For using microfluidic cell culture studies and cellular response certain key parameters are crucial such as:
PDMS or polydimethylsiloxane is a derivative of the cross-linked polymer of silicone, most commonly used for making microfluidic devices. This polymer is innately flexible, low cost, optically permeable, and porous enough to allow gaseous molecules to pass through them. PDMS allow fabrication of complicated biocompatible fluidic circuits with a very simple prototype. This material can be moulded into a microfluidic device by a technique called Soft lithography. Despite a glamorous use of PDMS in making the chambers, not all cells grow so well on this elastomer. Different modifications of PDMS and other synthetic surfaces are being introduced these days to allow all cell types grow in the microfluidic device.
Studies have revealed that PDMS is an excellent candidate for making an optimal surface for microfluidic devices given the situation where it is cured completely so that the uncross-linked oligomers does not leach out into the culture media.
The surface of PDMS despite all the other favourable properties is hydrophobic, therefore requires treatment so that the cells can adhere to it. There are different ways to make them conducive to cell growth. The common ways are UV treatment, Oxygen plasma treatment, and coating with extracellular matrix proteins such as collagen or laminin, hydrogels, and charged molecules such as poly-d-lysine.
As described in the properties of PDMS, the porosity allows movement of small hydrophobic molecules from the media into the polymer. The diffusion rate depends on the hydrophobicity of the molecules, therefore experiments, where the role of these fat-soluble molecules such as vitamins or hormones is an important parameter, should be optimized well by knowing the diffusion rates. A coating on a PDMS surface can help in reducing absorption by a greater extent.

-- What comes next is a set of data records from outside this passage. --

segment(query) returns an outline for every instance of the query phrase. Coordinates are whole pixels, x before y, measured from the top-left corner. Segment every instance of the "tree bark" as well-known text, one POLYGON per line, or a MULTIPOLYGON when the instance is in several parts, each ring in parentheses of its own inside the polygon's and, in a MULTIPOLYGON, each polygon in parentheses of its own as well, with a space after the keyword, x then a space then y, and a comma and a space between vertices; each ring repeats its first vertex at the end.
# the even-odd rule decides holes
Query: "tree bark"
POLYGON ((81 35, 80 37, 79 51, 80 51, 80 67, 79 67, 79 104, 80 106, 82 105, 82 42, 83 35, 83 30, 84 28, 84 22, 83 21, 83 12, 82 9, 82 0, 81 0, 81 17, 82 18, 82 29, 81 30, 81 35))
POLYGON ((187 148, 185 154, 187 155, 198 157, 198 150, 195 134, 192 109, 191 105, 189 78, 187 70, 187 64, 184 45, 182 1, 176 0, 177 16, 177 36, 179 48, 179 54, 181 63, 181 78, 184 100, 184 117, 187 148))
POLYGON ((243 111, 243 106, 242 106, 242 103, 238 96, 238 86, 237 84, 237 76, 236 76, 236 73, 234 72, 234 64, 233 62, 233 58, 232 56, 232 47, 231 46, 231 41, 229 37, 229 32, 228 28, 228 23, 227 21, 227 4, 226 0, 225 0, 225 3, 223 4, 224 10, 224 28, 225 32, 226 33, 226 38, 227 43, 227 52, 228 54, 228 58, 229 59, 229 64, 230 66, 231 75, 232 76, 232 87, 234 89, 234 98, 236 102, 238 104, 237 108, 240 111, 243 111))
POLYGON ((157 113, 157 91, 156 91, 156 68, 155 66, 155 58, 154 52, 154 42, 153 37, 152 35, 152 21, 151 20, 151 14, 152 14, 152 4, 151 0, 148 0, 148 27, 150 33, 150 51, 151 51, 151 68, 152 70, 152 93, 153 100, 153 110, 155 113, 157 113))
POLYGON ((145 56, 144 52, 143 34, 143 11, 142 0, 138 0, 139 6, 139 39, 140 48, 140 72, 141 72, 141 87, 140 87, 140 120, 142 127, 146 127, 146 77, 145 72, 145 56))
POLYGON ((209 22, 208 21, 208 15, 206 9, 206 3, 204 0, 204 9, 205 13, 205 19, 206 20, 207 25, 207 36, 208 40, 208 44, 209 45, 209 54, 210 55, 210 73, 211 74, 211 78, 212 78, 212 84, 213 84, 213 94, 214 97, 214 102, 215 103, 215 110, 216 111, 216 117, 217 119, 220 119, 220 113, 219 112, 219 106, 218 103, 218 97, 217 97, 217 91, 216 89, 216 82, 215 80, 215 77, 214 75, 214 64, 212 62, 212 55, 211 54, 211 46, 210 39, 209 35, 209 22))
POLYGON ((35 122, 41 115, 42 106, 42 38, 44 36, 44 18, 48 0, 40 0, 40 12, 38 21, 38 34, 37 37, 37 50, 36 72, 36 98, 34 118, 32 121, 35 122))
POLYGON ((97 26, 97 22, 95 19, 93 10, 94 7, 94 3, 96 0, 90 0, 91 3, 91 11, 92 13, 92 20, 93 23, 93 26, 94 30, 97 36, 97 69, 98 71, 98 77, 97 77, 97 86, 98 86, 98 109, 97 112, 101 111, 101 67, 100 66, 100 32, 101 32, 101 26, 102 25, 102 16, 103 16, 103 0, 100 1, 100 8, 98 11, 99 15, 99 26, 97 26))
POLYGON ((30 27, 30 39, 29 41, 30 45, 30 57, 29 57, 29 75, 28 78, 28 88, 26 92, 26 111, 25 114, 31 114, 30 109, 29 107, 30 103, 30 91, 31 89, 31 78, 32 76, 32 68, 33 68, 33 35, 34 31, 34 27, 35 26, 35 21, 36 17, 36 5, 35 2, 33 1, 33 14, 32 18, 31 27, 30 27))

The external factors such as CO2, O2 level, pH, osmolarity and nutrient circulation are crucial for the optimal growth of cells in a culture. PDMS is extremely permeable to gases which is an advantage but becomes a disadvantage as water vapour gets evaporated continuously apart from permeation of CO2 and O2 to make the media ambient. This evaporation might change the osmolarity by many folds as the surface area is very small. Therefore the cultures need to be buffered continuously with buffers of pH 7.4 to maintain optimal pH and osmolarity. For this purpose, syringe pumps are often used to precisely control the influx and outflux of the buffered media.
Overall, microfluidics devices are much closer to the in-vivo systems with a high level of dynamics control than conventional 3D cultures.